There’s a feeling that I get whenever the realization that I’ve entered a new country hits with its full weight. A description of this feeling which is both simple and effective escapes me. There isn’t a word that expresses the phenomenon without taking away the potency and uniqueness it has. It’s something that touches me at my depths and stirs up the sort of childlike wonder we once had about spaceships and dinosaurs, that we forget about as we grow older and jaded with the world. It’s a feeling that allows me to put aside my past disappointments, even the truly crushing ones, in order to live in the moment. It enables me to forget the stresses that come with living another precarious day as a working class person living out an expensive fantasy life of travel and adventure.
Dumas described the hard-drinking, womanizing Musketeer, Porthos as having a “lust for life” and while I’ve been known to get totally lost in the bliss of a particularly enjoyable moment, that’s still not quite what I mean. I’m talking about the sensation that comes at the end of the herculean effort required to climb the next ridge in order to survey a landscape previously hidden from view. It’s not contentment. It’s a zeal for the experience of the new and unfamiliar.

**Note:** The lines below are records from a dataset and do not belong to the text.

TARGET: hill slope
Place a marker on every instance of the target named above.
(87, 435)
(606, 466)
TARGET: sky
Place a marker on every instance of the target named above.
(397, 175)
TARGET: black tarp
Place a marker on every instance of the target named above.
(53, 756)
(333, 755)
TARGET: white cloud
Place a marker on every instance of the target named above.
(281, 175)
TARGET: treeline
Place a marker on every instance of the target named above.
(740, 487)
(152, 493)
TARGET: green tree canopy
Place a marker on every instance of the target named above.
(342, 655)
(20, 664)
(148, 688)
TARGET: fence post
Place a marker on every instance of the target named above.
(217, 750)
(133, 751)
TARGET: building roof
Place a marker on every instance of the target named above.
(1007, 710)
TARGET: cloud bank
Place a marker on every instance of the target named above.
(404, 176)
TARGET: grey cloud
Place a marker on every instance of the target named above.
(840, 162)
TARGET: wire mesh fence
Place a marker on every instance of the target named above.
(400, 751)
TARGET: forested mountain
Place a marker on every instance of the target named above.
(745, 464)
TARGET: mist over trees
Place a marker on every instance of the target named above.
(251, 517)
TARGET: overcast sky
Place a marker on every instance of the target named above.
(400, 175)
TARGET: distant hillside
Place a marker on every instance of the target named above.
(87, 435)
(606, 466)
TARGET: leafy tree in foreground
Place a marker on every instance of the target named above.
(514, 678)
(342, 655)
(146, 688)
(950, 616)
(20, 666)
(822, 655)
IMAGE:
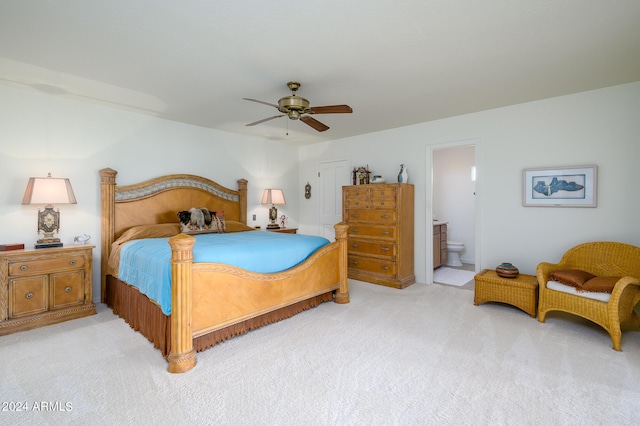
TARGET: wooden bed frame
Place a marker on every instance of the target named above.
(210, 301)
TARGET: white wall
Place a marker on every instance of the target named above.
(43, 133)
(597, 127)
(454, 196)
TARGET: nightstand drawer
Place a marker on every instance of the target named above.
(28, 296)
(67, 289)
(46, 265)
(387, 249)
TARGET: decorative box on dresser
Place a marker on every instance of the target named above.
(44, 286)
(380, 236)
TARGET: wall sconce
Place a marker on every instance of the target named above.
(273, 197)
(48, 191)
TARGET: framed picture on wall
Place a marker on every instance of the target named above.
(560, 187)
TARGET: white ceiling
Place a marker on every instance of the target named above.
(395, 63)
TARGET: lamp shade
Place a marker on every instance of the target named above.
(273, 196)
(49, 191)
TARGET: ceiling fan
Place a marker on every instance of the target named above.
(296, 108)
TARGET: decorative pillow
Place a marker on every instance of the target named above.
(600, 284)
(573, 277)
(160, 230)
(201, 221)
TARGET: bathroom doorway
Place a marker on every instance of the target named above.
(452, 198)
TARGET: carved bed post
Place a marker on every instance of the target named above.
(242, 188)
(182, 356)
(342, 296)
(108, 178)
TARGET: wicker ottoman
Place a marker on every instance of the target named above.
(521, 291)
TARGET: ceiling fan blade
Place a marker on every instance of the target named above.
(261, 102)
(265, 119)
(332, 109)
(312, 122)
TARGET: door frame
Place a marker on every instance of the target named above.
(476, 142)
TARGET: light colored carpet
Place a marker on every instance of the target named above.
(419, 356)
(457, 277)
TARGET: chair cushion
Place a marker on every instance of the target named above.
(600, 284)
(573, 277)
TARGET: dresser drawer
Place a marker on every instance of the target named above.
(377, 266)
(384, 198)
(67, 289)
(28, 296)
(387, 249)
(45, 265)
(358, 230)
(356, 197)
(357, 203)
(382, 217)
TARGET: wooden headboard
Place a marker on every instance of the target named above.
(158, 201)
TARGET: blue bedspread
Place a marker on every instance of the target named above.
(146, 265)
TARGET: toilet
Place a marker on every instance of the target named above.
(453, 253)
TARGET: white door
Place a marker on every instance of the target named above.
(332, 176)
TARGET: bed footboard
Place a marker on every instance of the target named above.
(213, 284)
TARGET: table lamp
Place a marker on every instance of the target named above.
(48, 191)
(273, 197)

In Turkey, that moment did not come right away. It did not come for me when I first stepped off the plane and saw the signs written in a language that I could not read to save my life. It didn’t come when I was gazing out the windows of the bus at the minarets on the horizon, so exotic in the casual Orientalism that pervades even the most liberal consciousness in the West. It didn’t even come as we searched for our friend’s flat on the streets of Istanbul, bustling with the nightlife of young people raised in a culture so different from mine. It actually came the next morning during breakfast.
We sat drinking tea and eating Menemen, an amazing dish that was unknown to me a mere 30 minutes prior. Through the open windows I could hear the steady beat of drums in the distance accompanied by the distinct sound of a Zurna, a wind instrument common across the Middle East and Central Asia. Curious as to what was going on outside, we crossed the street and climbed a short stone wall to peer down into what appeared to be the courtyard of a school. A group of small children were gathered in circles, performing some sort of folk dance under the watchful eyes of their parents on one side and a bronze bust of Mustafah Kemal Atatürk (first president of the Turkish Republic) on the other. Above the whole joyous scene, fluttering lazily in the breeze, was the red banner adorned with a white crescent and star that has been Turkey’s national flag since the founding of the republic, and the symbol of the late Ottoman Empire before that.
That moment brought it all together. That’s when everything I had seen, smelled, heard, and tasted since stepping off of our flight from Malta two days ago finally hit me:
“We’re in Turkey! Can you believe it?”